Artifact

An artifact is any software object of interest.

Examples:

  • source code file (of any language)
  • .o object file
  • .so shared object file
  • .class java class file
  • .jar file
  • .pyc compiled python file
  • executable file
  • container image

What all artifacts have in common is that they are all arrays of bytes ([]byte).

Artifact Equivalency

Two artifacts are equivalent if and only if []byte(artifact1) == []byte(artifact2)

Derived Artifacts

Most artifacts are produced by a build tool consuming some set of input artifacts to produce an artifact as an output.
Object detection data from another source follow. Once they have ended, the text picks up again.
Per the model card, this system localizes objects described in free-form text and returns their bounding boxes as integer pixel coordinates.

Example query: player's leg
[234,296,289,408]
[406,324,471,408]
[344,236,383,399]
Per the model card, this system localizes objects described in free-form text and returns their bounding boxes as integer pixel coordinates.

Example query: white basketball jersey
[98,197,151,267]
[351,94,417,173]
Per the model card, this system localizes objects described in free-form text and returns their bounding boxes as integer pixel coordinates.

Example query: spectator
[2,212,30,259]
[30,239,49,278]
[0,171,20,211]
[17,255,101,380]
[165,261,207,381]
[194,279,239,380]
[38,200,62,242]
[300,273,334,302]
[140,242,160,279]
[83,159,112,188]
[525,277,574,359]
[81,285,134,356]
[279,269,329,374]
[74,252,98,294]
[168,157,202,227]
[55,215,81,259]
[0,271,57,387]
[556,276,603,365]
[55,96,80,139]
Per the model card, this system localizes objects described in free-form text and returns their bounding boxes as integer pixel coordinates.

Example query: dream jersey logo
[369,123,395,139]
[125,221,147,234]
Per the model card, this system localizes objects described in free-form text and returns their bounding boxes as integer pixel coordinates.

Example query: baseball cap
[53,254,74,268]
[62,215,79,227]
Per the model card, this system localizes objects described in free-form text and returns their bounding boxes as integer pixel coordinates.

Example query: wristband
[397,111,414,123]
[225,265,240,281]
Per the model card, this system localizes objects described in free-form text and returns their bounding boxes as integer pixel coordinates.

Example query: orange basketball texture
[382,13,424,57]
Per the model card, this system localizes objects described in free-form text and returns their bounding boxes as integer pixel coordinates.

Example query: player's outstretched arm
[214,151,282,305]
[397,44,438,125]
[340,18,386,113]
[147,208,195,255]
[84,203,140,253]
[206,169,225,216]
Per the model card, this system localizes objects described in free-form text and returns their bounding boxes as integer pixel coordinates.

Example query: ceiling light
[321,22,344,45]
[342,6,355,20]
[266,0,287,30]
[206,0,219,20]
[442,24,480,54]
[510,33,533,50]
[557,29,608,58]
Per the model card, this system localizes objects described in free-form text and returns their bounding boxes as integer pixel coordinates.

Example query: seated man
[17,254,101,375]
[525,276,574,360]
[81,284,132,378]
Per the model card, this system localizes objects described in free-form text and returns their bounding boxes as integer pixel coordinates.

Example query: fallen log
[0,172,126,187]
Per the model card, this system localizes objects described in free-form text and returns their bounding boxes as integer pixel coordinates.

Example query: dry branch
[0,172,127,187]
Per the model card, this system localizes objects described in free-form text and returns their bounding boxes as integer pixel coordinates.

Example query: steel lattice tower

Such artifacts are said to be ‘derived artifacts’.

Leaf Artifacts

Artifacts which are not ‘derived artifacts’ are said to be ‘leaf artifacts’. Leaf artifacts are usually source code files constructed by hand by humans.

Examples:

  • “foo.o is derived from foo.c and bar.h using gcc”
  • “fooexecutable is derived from foo.o and baz.o using ld”
  • “foo.class is derived from foo.java using javac”

Artifact Identifiers

It should be possible to identify each artifact with an artifact id.

Artifact IDs should have the following characteristics:

Canonical
Independent parties, presented with equivalent artifacts, derive the same artifact identity.
Unique
Non-equivalent artifacts have distinct identities.
Immutable
An identified artifact can not be modified without also changing its identity.

GitBOM advocates for using the gitoid of an artifact as its artifact ID.

Source code leaf artifacts are typically already being stored in git where they are identified via their gitoid.